Experiment: ELF file format and program compilation link
The creation of executable files? Overview of the process from source code to executables: source code (. C. cpp. h) After C preprocessor (CPP) generates. i files, compiler (CC1, Cc1plus) compiles. s files, assembler (AS) After assembling the. s file, the. o file is generated, and the linker (LD) link. o file generates an executable file. GCC is the packaging of CPP, CC1 (Cc1plus), as, LD, which will invoke the background program according to different parameter requirements.
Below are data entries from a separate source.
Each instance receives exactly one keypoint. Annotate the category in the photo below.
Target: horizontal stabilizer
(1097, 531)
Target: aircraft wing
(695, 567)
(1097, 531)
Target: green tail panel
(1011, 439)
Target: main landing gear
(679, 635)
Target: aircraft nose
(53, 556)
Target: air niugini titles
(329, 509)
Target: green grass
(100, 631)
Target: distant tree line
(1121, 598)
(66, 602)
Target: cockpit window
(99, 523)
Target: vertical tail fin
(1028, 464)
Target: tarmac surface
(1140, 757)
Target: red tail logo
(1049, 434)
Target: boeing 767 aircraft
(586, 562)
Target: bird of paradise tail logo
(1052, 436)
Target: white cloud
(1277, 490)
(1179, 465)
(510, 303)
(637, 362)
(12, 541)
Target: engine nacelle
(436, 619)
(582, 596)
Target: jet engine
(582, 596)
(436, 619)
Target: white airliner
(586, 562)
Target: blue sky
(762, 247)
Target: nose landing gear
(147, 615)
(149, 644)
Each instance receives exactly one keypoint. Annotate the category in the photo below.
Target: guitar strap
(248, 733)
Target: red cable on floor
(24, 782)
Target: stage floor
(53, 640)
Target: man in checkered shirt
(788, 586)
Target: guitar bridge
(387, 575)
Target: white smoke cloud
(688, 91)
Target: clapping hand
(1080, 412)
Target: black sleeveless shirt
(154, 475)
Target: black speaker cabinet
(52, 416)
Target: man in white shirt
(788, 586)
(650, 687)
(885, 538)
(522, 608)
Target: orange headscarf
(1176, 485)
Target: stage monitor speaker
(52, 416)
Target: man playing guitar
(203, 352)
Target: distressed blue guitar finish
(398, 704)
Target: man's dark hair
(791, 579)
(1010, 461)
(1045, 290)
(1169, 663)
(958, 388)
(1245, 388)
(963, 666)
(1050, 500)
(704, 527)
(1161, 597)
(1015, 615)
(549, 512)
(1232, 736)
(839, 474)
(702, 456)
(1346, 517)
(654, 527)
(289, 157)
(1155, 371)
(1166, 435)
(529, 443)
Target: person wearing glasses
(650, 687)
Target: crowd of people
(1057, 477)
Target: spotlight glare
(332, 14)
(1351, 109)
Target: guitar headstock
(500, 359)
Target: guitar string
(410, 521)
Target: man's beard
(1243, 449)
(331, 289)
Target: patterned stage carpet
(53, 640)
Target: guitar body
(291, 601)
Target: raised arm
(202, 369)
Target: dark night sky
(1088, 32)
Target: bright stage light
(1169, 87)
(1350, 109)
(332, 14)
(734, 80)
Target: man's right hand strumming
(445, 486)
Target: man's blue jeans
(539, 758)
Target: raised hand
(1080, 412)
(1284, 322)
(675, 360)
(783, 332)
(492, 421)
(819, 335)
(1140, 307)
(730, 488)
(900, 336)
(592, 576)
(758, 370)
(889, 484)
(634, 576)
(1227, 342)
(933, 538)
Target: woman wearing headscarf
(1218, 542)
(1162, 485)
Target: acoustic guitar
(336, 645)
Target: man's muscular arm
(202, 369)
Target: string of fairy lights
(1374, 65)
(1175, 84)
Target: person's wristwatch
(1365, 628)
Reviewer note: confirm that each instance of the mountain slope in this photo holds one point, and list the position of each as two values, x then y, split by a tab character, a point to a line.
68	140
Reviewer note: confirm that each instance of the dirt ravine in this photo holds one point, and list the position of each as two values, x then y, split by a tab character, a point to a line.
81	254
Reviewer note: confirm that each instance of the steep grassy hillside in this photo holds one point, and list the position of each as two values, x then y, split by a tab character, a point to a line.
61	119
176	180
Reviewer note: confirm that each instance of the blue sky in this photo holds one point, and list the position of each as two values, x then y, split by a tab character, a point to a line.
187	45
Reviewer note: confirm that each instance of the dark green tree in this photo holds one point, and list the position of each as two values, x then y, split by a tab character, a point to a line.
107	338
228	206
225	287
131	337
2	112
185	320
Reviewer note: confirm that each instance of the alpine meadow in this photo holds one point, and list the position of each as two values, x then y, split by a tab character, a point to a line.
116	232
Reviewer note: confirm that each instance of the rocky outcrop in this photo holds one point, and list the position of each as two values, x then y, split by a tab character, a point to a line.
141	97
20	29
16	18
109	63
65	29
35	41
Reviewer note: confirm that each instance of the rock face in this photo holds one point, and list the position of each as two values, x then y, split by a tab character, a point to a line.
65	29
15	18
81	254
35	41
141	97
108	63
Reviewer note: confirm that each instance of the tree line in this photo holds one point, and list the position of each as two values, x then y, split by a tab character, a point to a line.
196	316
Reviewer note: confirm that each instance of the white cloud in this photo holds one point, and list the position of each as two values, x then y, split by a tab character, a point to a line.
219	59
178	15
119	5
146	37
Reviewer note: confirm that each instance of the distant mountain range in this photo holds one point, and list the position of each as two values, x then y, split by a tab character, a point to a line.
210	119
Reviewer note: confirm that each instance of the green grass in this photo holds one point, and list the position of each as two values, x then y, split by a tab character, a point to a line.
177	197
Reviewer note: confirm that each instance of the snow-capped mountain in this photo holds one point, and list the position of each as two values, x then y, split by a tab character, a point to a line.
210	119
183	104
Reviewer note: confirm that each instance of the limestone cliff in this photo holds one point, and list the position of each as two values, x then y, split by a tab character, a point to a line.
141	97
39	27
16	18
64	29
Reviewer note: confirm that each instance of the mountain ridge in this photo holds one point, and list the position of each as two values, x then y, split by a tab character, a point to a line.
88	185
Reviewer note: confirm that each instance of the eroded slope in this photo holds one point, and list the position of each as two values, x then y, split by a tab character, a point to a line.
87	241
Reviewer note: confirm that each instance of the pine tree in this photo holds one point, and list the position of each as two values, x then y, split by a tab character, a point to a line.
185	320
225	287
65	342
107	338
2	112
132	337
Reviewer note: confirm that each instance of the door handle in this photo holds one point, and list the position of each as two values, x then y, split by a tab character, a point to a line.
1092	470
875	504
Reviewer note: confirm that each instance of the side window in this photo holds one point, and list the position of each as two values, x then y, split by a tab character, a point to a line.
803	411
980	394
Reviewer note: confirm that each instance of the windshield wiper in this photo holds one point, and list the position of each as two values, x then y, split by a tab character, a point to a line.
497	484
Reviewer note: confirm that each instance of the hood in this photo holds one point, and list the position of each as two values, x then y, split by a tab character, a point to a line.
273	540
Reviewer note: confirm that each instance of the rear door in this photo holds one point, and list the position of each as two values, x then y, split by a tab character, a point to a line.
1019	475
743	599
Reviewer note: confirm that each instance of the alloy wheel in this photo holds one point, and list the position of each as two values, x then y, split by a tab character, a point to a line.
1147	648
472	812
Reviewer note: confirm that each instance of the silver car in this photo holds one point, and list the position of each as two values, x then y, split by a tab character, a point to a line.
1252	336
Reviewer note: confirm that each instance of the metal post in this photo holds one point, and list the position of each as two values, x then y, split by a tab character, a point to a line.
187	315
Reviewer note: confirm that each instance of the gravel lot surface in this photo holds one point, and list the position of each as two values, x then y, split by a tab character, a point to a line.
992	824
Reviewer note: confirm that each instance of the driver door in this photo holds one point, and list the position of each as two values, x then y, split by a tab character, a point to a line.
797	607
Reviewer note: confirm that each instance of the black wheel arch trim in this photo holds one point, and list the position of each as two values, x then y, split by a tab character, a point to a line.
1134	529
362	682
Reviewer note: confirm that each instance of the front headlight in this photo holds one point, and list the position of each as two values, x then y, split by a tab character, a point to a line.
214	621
Take the HelloWorld procedure as an example:
Gcc -E -o hello.cpp hello.c -m32 //Generate preprocessed files
Hello.cpp / / preprocessing is responsible for including include files and macro replacement work
Gcc -x cpp-output -S -o hello.s hello.cpp -m32 Compiled into assembly code hello.s
Gcc -x assembler -c hello.s -o hello.o -m32 Compile into object code and get the binary file hello.o
Gcc -o hello hello.o -m32 link to executable file hello
./hello runs the hello file
Second, the composition of the executable file? (1) There are three main types of files in elf format:? ① relocatable Files: Keep the code and the appropriate data together with other object files to create an executable file or a shared file. For example. o files. ② executables: Files that can be run. This file indicates how exec (Ba_os) created the process image. Again to associate the difference between the program and the process. Is this executable file a process or a program? We found that it contained only segments of. Text and. Data, not a stack segment. So you can be sure it's just a program. When it is called into memory by the operating system, it does not really become a process. For example, an. out file. ③ Shared object file: The code and data are saved and linked by two linker. One is the connection editor, and other object files can be relocated and shared to create additional objects. The second is a dynamic linker that unites an executable file and other shared object files to create a process image.? (2) The head of the elf file: Use the command readelf-h hello to view the header of the Hello file:
? The elf's head holds the metadata, which is the roadmap that describes the organization of the document. The Program Header table, for example, tells the system how to create a memory image of a process. The section Headers table (section Header table) contains information describing the sections of the file. Each section has an entry in the table, and each entry gives information such as its name, size, and so on. The remainder of the elf is sections, including code snippets, data segments. These are loaded into the virtual address space of the memory when the program becomes a process image, loaded from the elf head, so you can see that the real code starts with 0x400430, which is the real program entry. The code required for a static link is all in the code snippet, and the dynamic link is not the same, it will be at runtime to find the middle part of the memory loaded library functions. Iii. Loading of executable programs (1) Loading: Execution Environment shell of executable program. The shell is the user-typed command that loads and executes the executable's console. The essence of the shell is to provide a graphical interface that parses a user-written string into a really executed command or executable program. Two questions: What is the program or instruction that ① really executes? The answer is that the EXECVE system call (the library function exec* are EXECVE encapsulation routines). ② How do I call the system to pass the parameter? That is, what is the default format for the pass parameter? A: The shell will pass in EXECVE parameters are two, one is the program itself parameters, that is, the parameters of main ARGC,ARGV, the second is the shell environment variable parameters, ENVP string array. To see the type of the EXECVE parameter:
int execve(const char * filename,char * const argv[ ],char * const envp[ ]);
? Of course, some programs have main functions that do not handle environment variable parameters, such as common:
? But sometimes it is supported, for example, so that the parameters of the environment variables passed in at this time will be used for parsing.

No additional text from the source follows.